Un grand nombre de pays (dont la France, les Pays-Bas ou encore la Belgique) ont renvoyé des centaines de milliers de masques et de tests importés de Chine car ils ne répondaient pas aux critères de qualité. Ce fait peut-il encourager les pays à se désengager de la Chine pendant cette pandémie ou après celle-ci ? Pensez-vous que ce désengagement sera passager ? 
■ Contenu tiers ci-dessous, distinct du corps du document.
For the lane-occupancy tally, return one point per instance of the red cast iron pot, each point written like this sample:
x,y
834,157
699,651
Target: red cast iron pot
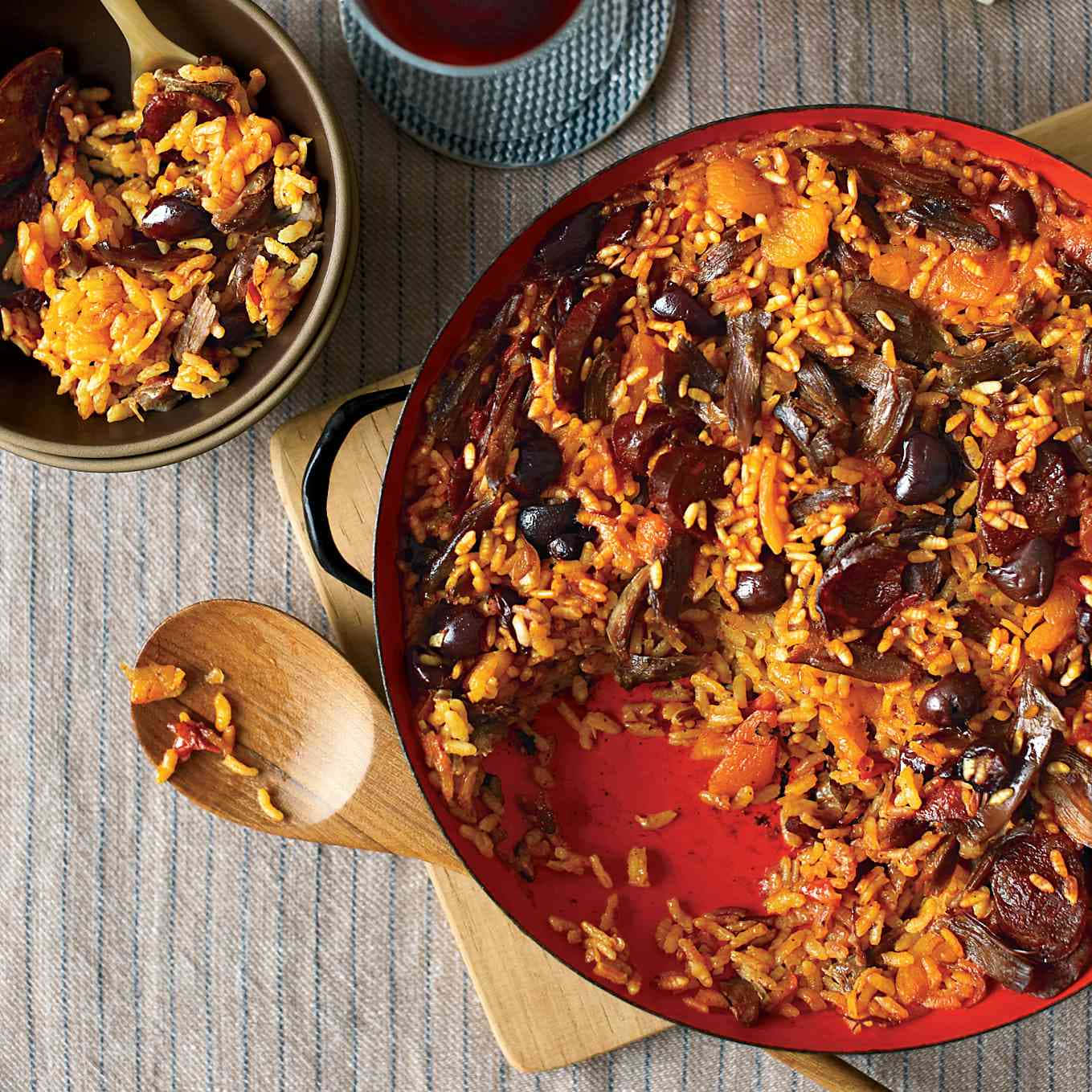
x,y
706,857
La concurrence mondiale n’est plus affaire de prix, mais de normes. Les masques chinois, vite faits, ne sont pas aux normes. Et ceux d’ici ? S’ils le sont, ce que j’espère, en a-t-on assez ? Il est impossible de « se passer de la Chine » comme de « se passer des États-Unis », sans un grand programme européen qui prenne en compte les enjeux géopolitiques actuels et futurs, avec l’Afrique. Mais, maintenant, chacun regarde ses comptes et son budget, et l’Histoire passe. Dans ce contexte, il s’agit plus de « réengagements » que de dégagements, nous verrons. Mais rien ne sera simple ni rapide, donc passager ou simplement réactif. Les États et les entreprises vont réfléchir, en fonction notamment des réactions et demandes de leurs clients : plus de "made in France ou in Europe".